Unfortunately, Emily was a no show.

Luca Rossi
MMORPG guilds as online communities: Power, space, and time in virtual worlds

Not in so many words, but essentially, I think Luca is saying that shared goals are sometimes in conflict with individual goals, which is something I’ve been thinking a lot about as I write my expertise and socialization paper.

Luca claims that guilds are not fluid and getting in and out is difficult.

[Mark]
I don’t think that is true for all guilds… not true for many guilds in fact, or maybe just on my server?
Also, he conflates guilds with raiding! Why do people still do this? Did I have a completely abnormal server?
In my experience, people might have to go through some sort of application process but to leave a guild (breaking up friendships, aside) is actually quite easy.

[/Mark]

Luca then the use of tools to manage time and to lower downtime such as calendars, etc.

How conflicts are resolved: Hirschman voice/exit concept -> when conflict happens you talk and then /gkick as last resort.

gkick is a form of power

[Mark]
He didn’t cover conflict management in detail but just 3 ways to leave guilds.
It would be more interesting to talk about the tension between personal and group goals. Then also talk about specific motivations for leaving or staying. What is compelling about staying that people put up with drama? Do some players recognize that management and work is needed for the labor of fun?

Also, he didn’t show us anything from outside of the game. Isn’t there a whole social economy that affects power dynamics and reputations?

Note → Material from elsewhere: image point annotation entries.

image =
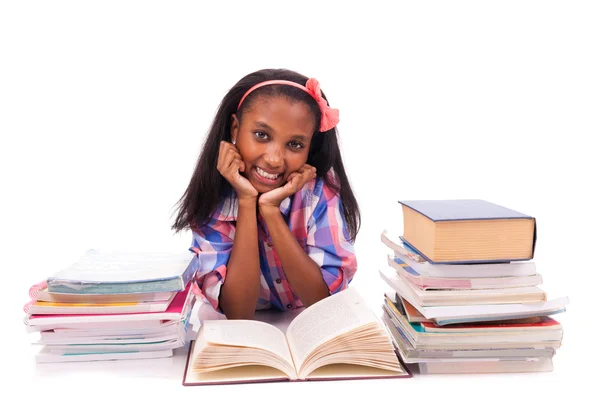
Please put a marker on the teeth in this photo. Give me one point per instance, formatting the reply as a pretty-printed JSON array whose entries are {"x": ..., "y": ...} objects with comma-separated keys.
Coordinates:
[{"x": 266, "y": 174}]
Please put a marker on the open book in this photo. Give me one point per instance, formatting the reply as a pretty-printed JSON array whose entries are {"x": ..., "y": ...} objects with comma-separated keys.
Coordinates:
[{"x": 336, "y": 338}]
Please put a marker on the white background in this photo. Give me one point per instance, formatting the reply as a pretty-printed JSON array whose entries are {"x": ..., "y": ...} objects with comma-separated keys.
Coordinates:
[{"x": 104, "y": 106}]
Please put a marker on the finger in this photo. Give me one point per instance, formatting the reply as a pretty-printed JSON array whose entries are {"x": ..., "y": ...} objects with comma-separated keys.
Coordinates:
[
  {"x": 291, "y": 176},
  {"x": 230, "y": 159},
  {"x": 233, "y": 165}
]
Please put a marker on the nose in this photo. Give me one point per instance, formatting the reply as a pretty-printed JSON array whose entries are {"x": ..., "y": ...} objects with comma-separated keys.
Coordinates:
[{"x": 274, "y": 156}]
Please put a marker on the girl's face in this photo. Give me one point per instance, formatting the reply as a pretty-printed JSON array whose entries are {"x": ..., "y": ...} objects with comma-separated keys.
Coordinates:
[{"x": 273, "y": 140}]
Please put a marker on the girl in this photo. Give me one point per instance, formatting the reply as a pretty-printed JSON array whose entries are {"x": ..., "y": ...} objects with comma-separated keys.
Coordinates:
[{"x": 269, "y": 204}]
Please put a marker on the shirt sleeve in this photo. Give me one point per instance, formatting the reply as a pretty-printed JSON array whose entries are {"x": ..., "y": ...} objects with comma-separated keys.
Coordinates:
[
  {"x": 212, "y": 243},
  {"x": 328, "y": 242}
]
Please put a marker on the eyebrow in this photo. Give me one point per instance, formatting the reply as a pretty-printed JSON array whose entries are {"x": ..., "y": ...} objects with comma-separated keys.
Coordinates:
[{"x": 265, "y": 126}]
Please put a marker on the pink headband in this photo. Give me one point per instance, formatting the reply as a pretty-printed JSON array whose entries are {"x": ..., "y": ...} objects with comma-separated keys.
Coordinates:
[{"x": 329, "y": 116}]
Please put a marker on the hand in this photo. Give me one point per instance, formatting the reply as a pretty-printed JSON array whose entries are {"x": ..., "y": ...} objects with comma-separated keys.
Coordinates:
[
  {"x": 295, "y": 181},
  {"x": 230, "y": 165}
]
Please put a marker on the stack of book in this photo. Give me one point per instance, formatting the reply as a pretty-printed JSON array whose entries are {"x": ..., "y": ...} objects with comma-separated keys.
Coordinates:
[
  {"x": 113, "y": 305},
  {"x": 465, "y": 293}
]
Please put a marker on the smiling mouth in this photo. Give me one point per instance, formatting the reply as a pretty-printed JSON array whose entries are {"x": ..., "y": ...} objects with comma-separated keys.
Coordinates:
[{"x": 266, "y": 177}]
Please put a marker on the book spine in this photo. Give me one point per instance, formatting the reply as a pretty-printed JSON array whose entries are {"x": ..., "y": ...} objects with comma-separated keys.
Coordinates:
[{"x": 34, "y": 290}]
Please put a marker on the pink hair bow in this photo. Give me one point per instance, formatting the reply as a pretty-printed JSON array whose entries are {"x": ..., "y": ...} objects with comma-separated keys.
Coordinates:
[{"x": 329, "y": 116}]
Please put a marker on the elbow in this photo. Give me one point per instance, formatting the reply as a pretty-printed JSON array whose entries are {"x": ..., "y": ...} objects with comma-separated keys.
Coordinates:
[{"x": 239, "y": 314}]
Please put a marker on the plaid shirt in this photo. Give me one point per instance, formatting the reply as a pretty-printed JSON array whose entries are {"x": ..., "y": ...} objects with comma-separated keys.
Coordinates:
[{"x": 314, "y": 216}]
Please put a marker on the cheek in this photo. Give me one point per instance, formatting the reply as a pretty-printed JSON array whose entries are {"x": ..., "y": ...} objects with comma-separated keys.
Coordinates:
[{"x": 296, "y": 161}]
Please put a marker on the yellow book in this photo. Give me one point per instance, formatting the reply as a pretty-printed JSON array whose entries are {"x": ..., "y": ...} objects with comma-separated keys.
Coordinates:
[{"x": 467, "y": 231}]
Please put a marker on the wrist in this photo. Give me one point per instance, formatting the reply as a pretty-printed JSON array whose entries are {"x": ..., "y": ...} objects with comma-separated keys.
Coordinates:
[
  {"x": 247, "y": 202},
  {"x": 268, "y": 210}
]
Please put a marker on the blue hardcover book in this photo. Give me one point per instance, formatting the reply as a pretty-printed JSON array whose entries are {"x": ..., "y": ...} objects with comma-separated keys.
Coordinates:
[{"x": 467, "y": 231}]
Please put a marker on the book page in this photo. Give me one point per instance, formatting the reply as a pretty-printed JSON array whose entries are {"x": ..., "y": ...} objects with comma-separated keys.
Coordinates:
[
  {"x": 323, "y": 321},
  {"x": 244, "y": 333}
]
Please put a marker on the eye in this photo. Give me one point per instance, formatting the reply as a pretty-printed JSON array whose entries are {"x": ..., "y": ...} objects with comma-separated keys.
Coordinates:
[
  {"x": 296, "y": 145},
  {"x": 261, "y": 135}
]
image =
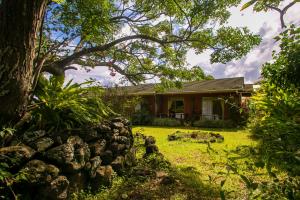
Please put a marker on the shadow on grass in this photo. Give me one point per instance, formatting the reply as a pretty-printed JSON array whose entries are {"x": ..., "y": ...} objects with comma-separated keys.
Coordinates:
[
  {"x": 197, "y": 128},
  {"x": 154, "y": 178},
  {"x": 175, "y": 183}
]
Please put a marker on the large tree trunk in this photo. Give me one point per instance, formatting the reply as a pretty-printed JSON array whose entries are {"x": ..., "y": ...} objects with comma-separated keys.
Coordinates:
[{"x": 20, "y": 21}]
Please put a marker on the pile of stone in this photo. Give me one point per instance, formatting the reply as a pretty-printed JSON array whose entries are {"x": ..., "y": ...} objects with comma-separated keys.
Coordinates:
[
  {"x": 197, "y": 136},
  {"x": 59, "y": 164}
]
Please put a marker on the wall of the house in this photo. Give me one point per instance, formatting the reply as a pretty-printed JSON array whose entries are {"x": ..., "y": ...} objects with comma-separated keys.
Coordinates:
[{"x": 192, "y": 103}]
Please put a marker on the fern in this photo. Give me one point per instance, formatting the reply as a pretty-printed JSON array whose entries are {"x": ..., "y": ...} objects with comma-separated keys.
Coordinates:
[{"x": 57, "y": 106}]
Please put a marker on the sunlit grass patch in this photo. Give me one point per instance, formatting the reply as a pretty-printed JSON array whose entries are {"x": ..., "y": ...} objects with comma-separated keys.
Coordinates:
[{"x": 209, "y": 162}]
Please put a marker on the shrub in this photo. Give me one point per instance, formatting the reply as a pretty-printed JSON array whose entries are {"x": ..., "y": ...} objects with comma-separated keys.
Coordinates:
[
  {"x": 275, "y": 122},
  {"x": 166, "y": 122},
  {"x": 215, "y": 124},
  {"x": 142, "y": 117},
  {"x": 58, "y": 106}
]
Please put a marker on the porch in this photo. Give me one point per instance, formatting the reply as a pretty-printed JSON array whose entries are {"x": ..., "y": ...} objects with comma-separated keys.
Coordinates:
[{"x": 189, "y": 106}]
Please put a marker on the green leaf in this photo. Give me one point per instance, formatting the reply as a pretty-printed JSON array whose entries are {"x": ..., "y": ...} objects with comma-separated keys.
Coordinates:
[
  {"x": 248, "y": 4},
  {"x": 222, "y": 195}
]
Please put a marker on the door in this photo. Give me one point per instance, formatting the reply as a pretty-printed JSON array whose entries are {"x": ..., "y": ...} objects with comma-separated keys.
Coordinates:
[{"x": 207, "y": 108}]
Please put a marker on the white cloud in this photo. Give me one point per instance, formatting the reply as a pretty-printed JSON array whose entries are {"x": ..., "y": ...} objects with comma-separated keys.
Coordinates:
[{"x": 267, "y": 24}]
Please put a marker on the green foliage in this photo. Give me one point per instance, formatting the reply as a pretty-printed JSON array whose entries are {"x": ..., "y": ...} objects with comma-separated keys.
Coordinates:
[
  {"x": 275, "y": 121},
  {"x": 142, "y": 117},
  {"x": 284, "y": 72},
  {"x": 262, "y": 5},
  {"x": 58, "y": 106},
  {"x": 167, "y": 30},
  {"x": 168, "y": 122},
  {"x": 7, "y": 179},
  {"x": 214, "y": 124},
  {"x": 275, "y": 108},
  {"x": 120, "y": 102}
]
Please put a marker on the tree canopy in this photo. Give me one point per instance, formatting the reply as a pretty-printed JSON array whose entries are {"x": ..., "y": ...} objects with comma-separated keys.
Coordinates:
[{"x": 140, "y": 39}]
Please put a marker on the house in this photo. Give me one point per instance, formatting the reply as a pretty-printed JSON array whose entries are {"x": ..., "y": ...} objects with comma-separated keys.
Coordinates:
[{"x": 218, "y": 99}]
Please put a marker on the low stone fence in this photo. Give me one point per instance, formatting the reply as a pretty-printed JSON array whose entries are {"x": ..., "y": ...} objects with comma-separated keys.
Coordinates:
[{"x": 59, "y": 164}]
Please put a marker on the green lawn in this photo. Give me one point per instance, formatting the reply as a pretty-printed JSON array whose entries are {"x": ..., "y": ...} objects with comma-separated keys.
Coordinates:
[
  {"x": 197, "y": 170},
  {"x": 210, "y": 166}
]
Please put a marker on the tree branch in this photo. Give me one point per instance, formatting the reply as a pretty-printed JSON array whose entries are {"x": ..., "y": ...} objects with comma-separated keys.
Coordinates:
[{"x": 282, "y": 11}]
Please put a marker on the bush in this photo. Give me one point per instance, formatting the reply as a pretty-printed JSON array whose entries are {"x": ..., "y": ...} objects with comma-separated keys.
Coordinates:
[
  {"x": 214, "y": 124},
  {"x": 166, "y": 122},
  {"x": 275, "y": 122},
  {"x": 58, "y": 106},
  {"x": 142, "y": 117}
]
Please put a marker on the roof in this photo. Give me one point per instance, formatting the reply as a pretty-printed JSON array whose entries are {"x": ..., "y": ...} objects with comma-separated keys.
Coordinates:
[
  {"x": 195, "y": 87},
  {"x": 248, "y": 88}
]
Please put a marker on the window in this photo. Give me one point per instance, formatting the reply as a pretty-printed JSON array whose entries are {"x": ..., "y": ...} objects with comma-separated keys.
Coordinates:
[{"x": 177, "y": 106}]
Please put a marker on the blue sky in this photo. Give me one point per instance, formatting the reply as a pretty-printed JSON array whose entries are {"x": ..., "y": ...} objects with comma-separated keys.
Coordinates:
[{"x": 266, "y": 24}]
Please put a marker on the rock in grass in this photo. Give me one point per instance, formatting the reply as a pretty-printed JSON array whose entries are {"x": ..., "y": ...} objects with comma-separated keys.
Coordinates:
[{"x": 149, "y": 140}]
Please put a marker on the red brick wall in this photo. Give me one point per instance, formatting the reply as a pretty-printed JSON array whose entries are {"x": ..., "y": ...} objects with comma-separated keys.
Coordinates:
[{"x": 192, "y": 103}]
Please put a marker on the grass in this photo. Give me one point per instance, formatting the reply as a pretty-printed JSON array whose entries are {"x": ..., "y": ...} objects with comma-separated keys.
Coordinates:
[
  {"x": 210, "y": 163},
  {"x": 196, "y": 170}
]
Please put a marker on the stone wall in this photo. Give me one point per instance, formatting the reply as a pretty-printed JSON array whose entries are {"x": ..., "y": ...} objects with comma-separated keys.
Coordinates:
[{"x": 59, "y": 164}]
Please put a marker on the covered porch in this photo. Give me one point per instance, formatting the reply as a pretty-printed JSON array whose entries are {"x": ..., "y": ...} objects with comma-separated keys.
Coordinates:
[{"x": 190, "y": 106}]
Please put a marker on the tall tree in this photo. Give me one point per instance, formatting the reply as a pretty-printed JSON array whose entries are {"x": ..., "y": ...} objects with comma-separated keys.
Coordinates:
[
  {"x": 139, "y": 39},
  {"x": 20, "y": 22}
]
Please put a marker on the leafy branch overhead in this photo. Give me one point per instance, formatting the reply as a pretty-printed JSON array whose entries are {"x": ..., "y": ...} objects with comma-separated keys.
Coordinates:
[{"x": 139, "y": 39}]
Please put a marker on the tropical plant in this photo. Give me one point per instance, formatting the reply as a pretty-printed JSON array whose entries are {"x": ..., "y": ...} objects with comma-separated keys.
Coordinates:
[
  {"x": 275, "y": 108},
  {"x": 120, "y": 102},
  {"x": 139, "y": 39},
  {"x": 58, "y": 106}
]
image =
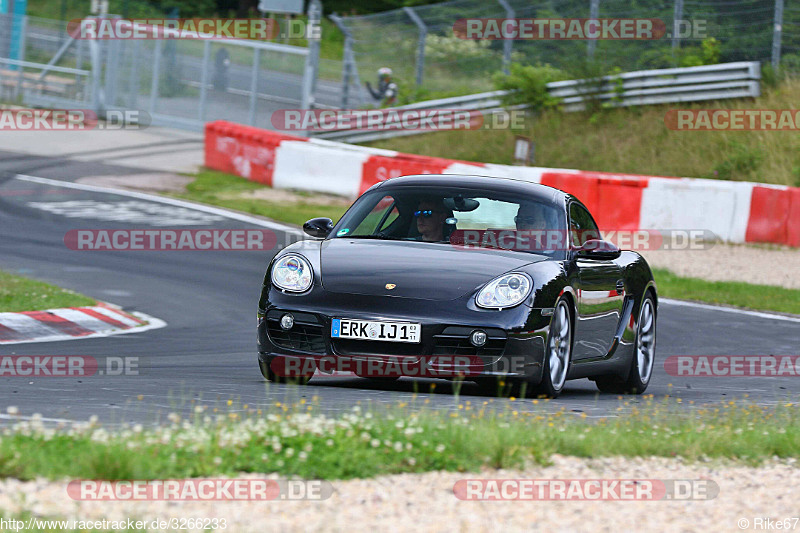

I thought what he covered is basically was very superficial, but maybe it’s a language barrier…
[/Mark]

Mia Consalvo
Where’s my montage? The performance of hard work and its reward in film, tv, and MMOGs
Mia and her students were in a seminar that did an exploration of what a Unit Operation is (from Bogost).
A “unit” is a building block, and each medium uses a different procedural rhetoric to express them.

[Mark]
I see units as genre conventions that have certain qualities and attributes that can be expressed across media.
[/Mark]

They used the “hard work is rewarded” unit and tried to see how it is expressed differently in different media.

montage in films = (bypassing) grinding in games, etc.
montage is done by cutting/pasting in films, cheating in games

Rettberg’s corporate ideology (Yee says this too)
puritan work ethic, myth of american dream

[Mark]
Roger (who was sitting next to me) makes a good point in that there’s a performative act while playing games that is different than in other media. Does that make comparing texts harder to do even if a common unit can be found? In other words, the expression depends on the actions of the player, not just the author… and different players might do different things such that the unit is fungy.

Also, what operations are happening between units that are making unique or maybe not unique meanings to players? I thought Ian’s emphasis was not the unit but the various combinations and connections and networks they created and related to each other.

For a static text, units operate with each other and create a narrative meaning. For games, it seems like it is much more emergent and that specific units might not surface for all players.

Most of the questions about Mia’s talk came from niggling about the the content of the unit (grinding and montage) and not the concept of the unit. Ah well…

Total aside, wouldn’t it be great if Blizzard announced to everyone that we’d all be moving to a different, better game without all this crap grind?